Not from the installation of the new granite bar and cabinetry and espresso machine and lighting.
Or the reconfiguration of the kitchen, remodeling of the bathroom and deep cleaning throughout.
Or the retrofit that inspired the whole refresher over the last month and a half.
The landmark building, gathering place and caffeine depot at 498 Washington St. in downtown Monterey has taken a pounding from its regulars.
On the door.
As a result, says co-owner Janet McAthie, even though new food offerings from the rearranged kitchen and consulting chef Christophe Bony aren't quite finished, they are soft-opening today.
"Customers really wanted us open," she says, "and with a lot of regulars—a lot—we feel very 'of the people,' so we're going for it.
"We thought about them the whole way."
McAthie and her partner in life and coffee Dean—who run Carmel Valley Coffee Roasting Company—made the most of a mandated retrofit to do far more than scrub the place often voted Best Coffeehouse by Weekly readers in our Best of Monterey County poll.
They took out the couches and added nice wood-and-metal swivel stools and community tables, dropped in a beautiful new granite bar with reclaimed wood face and made it longer to accommodate four stools.
The workflow behind the bar is decluttered and streamlined significantly with an assist from iPad point-of-sale systems and more efficient drink-making arrangements.
"We opened it up a lot," Janet says.
New cabinetry went in behind the bar, as did a fancy new Simonelli espresso machine, six-tap draft beer dispenser and upgraded wine program.
Beautiful new lighting fixtures, fresh paint and other furniture appointments further amplify the new feel, accented by a colorful series of Burning Man photographs from D. Michael Troutman, including one of the spellbinding 55-foot-tall "Truth is Beauty" statue developed locally.
(For more, see slideshow, above right.)
The music/poetry "stage" is back to the great room (from the longer, skinnier side space, which now opens to the kitchen).
The overall effect is industrial chic, and more subtle than dramatic because all the elements dovetail nicely with the historic stone building.
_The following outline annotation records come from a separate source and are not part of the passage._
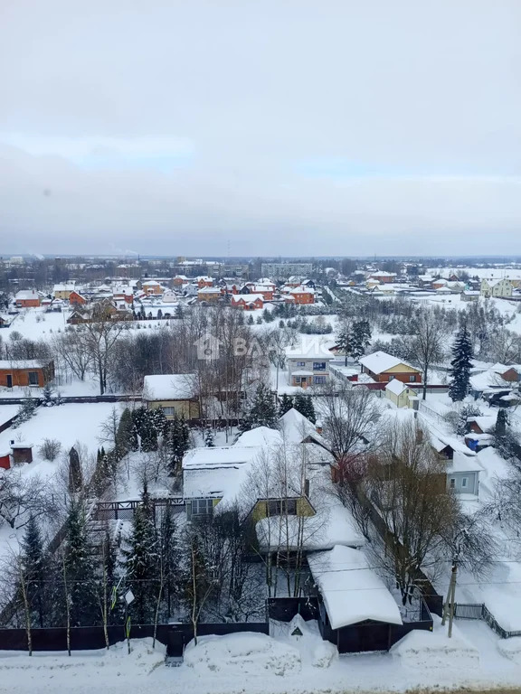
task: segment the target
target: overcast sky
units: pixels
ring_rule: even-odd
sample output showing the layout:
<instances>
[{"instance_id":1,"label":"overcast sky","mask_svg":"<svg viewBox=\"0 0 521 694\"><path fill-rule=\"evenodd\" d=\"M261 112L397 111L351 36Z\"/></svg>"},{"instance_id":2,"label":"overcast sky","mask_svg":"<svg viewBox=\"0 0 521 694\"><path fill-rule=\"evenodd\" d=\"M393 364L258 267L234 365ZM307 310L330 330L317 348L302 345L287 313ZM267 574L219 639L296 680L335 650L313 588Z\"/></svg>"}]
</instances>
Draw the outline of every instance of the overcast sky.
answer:
<instances>
[{"instance_id":1,"label":"overcast sky","mask_svg":"<svg viewBox=\"0 0 521 694\"><path fill-rule=\"evenodd\" d=\"M521 254L520 0L0 0L0 254Z\"/></svg>"}]
</instances>

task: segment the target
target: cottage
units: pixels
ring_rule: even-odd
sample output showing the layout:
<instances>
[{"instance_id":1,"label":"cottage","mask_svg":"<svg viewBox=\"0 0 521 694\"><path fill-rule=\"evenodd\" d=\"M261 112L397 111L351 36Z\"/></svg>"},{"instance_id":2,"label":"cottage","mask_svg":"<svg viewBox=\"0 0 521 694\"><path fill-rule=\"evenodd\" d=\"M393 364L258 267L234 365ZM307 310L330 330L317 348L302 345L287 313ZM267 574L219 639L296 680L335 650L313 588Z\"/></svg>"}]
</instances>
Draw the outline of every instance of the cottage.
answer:
<instances>
[{"instance_id":1,"label":"cottage","mask_svg":"<svg viewBox=\"0 0 521 694\"><path fill-rule=\"evenodd\" d=\"M74 290L69 295L69 304L71 306L83 306L87 304L87 299L83 295Z\"/></svg>"},{"instance_id":2,"label":"cottage","mask_svg":"<svg viewBox=\"0 0 521 694\"><path fill-rule=\"evenodd\" d=\"M203 286L197 289L197 301L216 302L223 296L223 290L219 286Z\"/></svg>"},{"instance_id":3,"label":"cottage","mask_svg":"<svg viewBox=\"0 0 521 694\"><path fill-rule=\"evenodd\" d=\"M185 419L199 418L197 379L194 373L145 376L143 402L148 409L160 408L166 419L175 415Z\"/></svg>"},{"instance_id":4,"label":"cottage","mask_svg":"<svg viewBox=\"0 0 521 694\"><path fill-rule=\"evenodd\" d=\"M359 360L362 372L379 383L393 379L403 383L421 383L422 371L398 357L385 352L374 352Z\"/></svg>"},{"instance_id":5,"label":"cottage","mask_svg":"<svg viewBox=\"0 0 521 694\"><path fill-rule=\"evenodd\" d=\"M288 348L286 363L288 366L288 382L290 386L323 385L329 380L329 363L335 356L326 344L310 343L307 348L303 343L300 348Z\"/></svg>"},{"instance_id":6,"label":"cottage","mask_svg":"<svg viewBox=\"0 0 521 694\"><path fill-rule=\"evenodd\" d=\"M230 305L243 311L254 311L264 306L261 294L235 294L232 295Z\"/></svg>"},{"instance_id":7,"label":"cottage","mask_svg":"<svg viewBox=\"0 0 521 694\"><path fill-rule=\"evenodd\" d=\"M40 305L40 295L35 289L23 289L16 293L14 303L18 308L33 308Z\"/></svg>"},{"instance_id":8,"label":"cottage","mask_svg":"<svg viewBox=\"0 0 521 694\"><path fill-rule=\"evenodd\" d=\"M54 361L38 359L0 361L0 387L43 388L54 378Z\"/></svg>"},{"instance_id":9,"label":"cottage","mask_svg":"<svg viewBox=\"0 0 521 694\"><path fill-rule=\"evenodd\" d=\"M385 386L385 397L397 408L410 408L416 393L402 380L392 379Z\"/></svg>"},{"instance_id":10,"label":"cottage","mask_svg":"<svg viewBox=\"0 0 521 694\"><path fill-rule=\"evenodd\" d=\"M476 455L455 452L447 463L447 485L456 494L478 496L482 470Z\"/></svg>"},{"instance_id":11,"label":"cottage","mask_svg":"<svg viewBox=\"0 0 521 694\"><path fill-rule=\"evenodd\" d=\"M501 298L509 298L512 296L512 283L507 277L503 279L482 279L481 280L481 296L498 296Z\"/></svg>"},{"instance_id":12,"label":"cottage","mask_svg":"<svg viewBox=\"0 0 521 694\"><path fill-rule=\"evenodd\" d=\"M381 625L384 647L388 648L393 624L402 624L398 605L380 577L359 549L335 546L308 557L318 592L318 626L322 637L340 652L350 650L354 625ZM357 635L355 638L358 640ZM359 651L374 650L374 643L360 643Z\"/></svg>"}]
</instances>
In fact, the most rattling change will be with the flow of coffee pickup, with longtime loyal customers likely stumbling to move left toward the window to pick up drinks than right where new stool seating abuts the bar.
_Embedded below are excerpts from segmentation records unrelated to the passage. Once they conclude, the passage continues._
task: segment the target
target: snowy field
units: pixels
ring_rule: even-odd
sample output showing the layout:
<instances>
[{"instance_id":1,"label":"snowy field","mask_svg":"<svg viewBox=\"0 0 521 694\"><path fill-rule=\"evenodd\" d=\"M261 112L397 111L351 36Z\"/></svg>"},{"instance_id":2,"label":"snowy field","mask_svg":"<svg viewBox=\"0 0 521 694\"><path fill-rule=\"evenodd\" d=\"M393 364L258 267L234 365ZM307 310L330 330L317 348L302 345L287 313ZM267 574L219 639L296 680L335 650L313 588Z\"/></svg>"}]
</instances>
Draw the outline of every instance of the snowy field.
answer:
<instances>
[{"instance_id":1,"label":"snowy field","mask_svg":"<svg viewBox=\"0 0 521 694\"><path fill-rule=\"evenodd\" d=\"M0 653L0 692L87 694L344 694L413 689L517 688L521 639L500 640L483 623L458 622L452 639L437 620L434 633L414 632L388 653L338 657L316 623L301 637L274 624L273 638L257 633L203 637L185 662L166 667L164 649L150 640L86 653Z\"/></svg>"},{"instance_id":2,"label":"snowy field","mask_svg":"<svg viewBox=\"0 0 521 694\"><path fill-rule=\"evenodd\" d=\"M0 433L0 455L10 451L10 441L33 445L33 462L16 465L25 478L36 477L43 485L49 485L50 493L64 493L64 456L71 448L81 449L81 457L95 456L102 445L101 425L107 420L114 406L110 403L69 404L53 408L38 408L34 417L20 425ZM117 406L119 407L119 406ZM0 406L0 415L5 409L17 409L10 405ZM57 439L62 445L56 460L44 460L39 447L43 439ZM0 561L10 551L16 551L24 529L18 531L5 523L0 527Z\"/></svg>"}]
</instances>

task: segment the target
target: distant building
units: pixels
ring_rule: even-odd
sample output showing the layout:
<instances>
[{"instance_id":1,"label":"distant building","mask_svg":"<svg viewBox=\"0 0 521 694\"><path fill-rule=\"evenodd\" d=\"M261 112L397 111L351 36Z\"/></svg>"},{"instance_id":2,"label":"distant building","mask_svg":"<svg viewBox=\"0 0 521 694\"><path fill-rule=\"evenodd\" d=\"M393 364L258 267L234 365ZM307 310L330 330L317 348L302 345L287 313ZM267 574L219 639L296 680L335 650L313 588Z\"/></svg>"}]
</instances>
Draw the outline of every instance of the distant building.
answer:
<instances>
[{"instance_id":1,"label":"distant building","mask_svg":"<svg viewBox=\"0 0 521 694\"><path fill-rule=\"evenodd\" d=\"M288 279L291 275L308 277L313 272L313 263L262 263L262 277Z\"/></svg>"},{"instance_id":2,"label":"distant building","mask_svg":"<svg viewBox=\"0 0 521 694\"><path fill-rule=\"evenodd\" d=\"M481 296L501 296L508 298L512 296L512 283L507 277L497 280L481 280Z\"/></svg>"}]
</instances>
New china cups, plates and stainless steel flatware are also in place, providing appropriately pretty platforms for the new food program. Plates will run $3.95-$14.95, with most items $8-$12.
The light fare options and enhanced beer-and-wine offerings will smooth transitions toward a stronger night presence, with the live entertainment docket returning full force.
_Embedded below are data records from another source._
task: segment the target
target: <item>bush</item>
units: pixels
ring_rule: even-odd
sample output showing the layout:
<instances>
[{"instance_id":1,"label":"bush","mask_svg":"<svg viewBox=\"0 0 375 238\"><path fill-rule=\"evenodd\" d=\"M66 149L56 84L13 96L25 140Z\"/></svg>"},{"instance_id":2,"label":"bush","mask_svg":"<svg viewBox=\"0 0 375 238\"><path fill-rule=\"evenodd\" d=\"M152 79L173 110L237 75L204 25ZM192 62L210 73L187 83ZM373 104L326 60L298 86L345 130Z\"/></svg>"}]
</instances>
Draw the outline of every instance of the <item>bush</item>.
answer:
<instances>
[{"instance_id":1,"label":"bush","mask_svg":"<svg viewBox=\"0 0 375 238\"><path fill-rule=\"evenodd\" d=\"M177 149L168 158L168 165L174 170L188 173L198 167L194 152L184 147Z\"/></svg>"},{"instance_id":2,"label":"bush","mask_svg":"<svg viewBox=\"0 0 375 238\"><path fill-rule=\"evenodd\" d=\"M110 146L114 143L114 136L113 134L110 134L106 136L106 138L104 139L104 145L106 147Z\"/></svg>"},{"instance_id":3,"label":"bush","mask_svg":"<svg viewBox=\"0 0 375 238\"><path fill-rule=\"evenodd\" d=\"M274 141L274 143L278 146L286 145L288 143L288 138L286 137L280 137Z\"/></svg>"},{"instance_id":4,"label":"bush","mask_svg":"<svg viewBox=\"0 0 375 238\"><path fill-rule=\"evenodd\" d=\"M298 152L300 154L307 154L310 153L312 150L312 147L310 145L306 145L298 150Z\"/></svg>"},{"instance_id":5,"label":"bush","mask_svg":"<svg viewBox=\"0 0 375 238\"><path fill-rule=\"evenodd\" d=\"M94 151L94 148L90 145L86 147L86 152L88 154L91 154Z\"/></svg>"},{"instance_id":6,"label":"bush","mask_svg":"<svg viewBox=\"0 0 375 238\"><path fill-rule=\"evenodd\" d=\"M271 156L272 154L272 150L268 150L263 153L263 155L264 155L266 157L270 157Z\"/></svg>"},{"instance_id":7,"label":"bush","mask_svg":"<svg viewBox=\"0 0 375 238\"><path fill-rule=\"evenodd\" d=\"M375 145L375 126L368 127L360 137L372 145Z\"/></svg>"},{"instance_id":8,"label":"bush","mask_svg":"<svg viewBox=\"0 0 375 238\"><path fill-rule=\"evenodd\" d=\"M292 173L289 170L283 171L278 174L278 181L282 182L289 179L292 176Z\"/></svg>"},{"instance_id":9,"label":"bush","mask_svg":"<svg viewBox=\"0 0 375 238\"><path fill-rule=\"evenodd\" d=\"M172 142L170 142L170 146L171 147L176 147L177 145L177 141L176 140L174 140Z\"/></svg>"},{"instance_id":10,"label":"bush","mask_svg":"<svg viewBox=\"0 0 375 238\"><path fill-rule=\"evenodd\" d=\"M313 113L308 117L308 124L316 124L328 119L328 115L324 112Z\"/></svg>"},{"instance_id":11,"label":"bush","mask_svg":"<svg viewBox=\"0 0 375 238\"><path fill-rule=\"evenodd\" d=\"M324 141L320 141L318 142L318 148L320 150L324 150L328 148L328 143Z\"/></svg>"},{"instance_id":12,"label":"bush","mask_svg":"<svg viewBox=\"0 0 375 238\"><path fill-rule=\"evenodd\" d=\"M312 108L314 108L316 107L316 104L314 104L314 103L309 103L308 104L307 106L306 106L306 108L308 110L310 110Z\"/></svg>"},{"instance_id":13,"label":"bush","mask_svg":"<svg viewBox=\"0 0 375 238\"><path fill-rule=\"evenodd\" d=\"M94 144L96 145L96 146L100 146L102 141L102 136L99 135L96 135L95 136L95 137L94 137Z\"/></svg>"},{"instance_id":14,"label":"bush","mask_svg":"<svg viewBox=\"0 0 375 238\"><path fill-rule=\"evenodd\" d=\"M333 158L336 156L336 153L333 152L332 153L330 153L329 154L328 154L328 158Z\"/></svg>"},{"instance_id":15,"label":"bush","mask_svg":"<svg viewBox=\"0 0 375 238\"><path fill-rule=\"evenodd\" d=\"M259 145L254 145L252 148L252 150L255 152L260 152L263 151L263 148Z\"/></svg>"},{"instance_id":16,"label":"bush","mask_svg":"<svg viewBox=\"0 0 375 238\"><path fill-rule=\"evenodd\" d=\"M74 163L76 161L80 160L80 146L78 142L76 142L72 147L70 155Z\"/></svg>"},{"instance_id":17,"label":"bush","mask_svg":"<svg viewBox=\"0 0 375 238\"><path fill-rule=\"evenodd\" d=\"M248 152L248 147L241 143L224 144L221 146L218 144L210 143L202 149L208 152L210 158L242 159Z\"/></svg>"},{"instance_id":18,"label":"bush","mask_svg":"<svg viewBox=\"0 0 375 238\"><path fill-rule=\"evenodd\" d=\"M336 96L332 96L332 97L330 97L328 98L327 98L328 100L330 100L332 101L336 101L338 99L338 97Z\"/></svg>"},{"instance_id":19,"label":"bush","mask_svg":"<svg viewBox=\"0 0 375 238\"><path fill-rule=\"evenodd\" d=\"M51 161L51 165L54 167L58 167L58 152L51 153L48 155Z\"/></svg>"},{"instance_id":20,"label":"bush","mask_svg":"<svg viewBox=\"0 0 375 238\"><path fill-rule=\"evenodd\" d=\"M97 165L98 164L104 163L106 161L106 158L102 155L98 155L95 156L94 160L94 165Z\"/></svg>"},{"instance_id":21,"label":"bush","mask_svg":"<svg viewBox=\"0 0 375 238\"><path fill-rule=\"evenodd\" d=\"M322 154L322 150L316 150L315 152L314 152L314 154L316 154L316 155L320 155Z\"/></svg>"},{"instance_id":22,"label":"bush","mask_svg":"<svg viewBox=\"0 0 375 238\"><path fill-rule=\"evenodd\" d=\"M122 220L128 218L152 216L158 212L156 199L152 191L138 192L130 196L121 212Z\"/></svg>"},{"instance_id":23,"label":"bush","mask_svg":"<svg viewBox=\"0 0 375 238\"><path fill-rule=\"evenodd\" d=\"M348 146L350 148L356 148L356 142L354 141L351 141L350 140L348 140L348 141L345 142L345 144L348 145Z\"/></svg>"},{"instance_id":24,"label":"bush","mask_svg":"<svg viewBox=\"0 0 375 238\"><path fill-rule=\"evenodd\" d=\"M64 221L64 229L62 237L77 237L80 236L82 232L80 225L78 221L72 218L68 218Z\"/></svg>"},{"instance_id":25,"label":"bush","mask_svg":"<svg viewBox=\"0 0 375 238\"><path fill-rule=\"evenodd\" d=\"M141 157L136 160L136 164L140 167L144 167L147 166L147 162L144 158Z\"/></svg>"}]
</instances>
Bony is playing with fancy popcorns, shrimp tacos with wasabi cream, pulled pork-green chili tacos and lamb sliders with cayenne mint aioli. The burrata with fennel salad I tried was a knockout.
"The key to the food is to make everyone feel welcome," he says. "Like a food truck food inside a building."
New hours start at 6am (except 7am Sunday) and go until 8pm Sunday-Monday, 10pm Tuesday through Saturday with the exception of Wednesday, when Rubber Chicken Poetry Slam helps push it to 11pm.
"With this redo we've recommitted for another 10 years," Dean says. "Ritual, Zeitgeist—all those places in San Francisco—none of those places have anything on us."